October 28, 2005—The flurry of RFID-related conferences and press announcements, combined with the technology heavyweights that jump on the bandwagon and assert their commitment to RFID technology, does not seem to subside. New uses for the technology mushroom and seem limitless, and RFID is proposed to track everything from trash bins to emergency room physicians.
As is often the case with hot technologies, the progress of RFID technology appears to be slowed down by the usual battle over standards and the rush to develop the “next generation” before the current one has been fully exploited. Still, some of the greatest applications and unique solutions based on RFID technology have yet to come to market. The adoption rate will accelerate gradually and RFID technology will eventually become ubiquitous enough to lower the barrier to entry to the point that it could become a new-market disruptor technology.
Like other disruptive innovation seeking to uncover weaknesses in current processes in underserved markets and capture opportunities for business model innovation, RFID and, more importantly, RF-enabled sensors and global sensor networks will become great innovation catalysts.

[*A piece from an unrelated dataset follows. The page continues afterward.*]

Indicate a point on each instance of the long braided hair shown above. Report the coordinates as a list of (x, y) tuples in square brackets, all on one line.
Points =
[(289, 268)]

The most interesting innovation will come not from a better and easier-to-use barcode nor from the increased capacity to track objects. It will come from using these capabilities to solve business process problems and to create new business processes. RF-enabled sensor networks will create a dynamic link between people, objects and processes by collecting, integrating, aggregating and enriching data and increasing its value to enable and sustain velocity, agility and innovation.
The potential for business transformation enabled by RFID and RF-enabled sensor networks is promising, but it is currently limited by equally potent barriers. First, lack of universally adopted standards and rapid technology evolution prevent widespread adoption and the formation of a stable framework that lowers the barrier to make it an innovation catalyst. Similar to the adoption curve of the Internet that had been imperceptible for a long time before it exploded, the transformation of RFID will intensify when the operational model of RF networks and the Object Naming System (ONS) reach maturity and adoption levels similar to the Internet’s IP protocol and open Domain Name Services (DNS).
Perhaps more critical are the ongoing concerns about privacy and data security. These will continue to hamper the opportunities for disruptive innovation. Security mechanisms will be developed, but breakthroughs will not take place until the benefits of RFID technology are significant enough to attract the early adopters for whom technology benefits and the “cool factor” outweighs privacy concerns.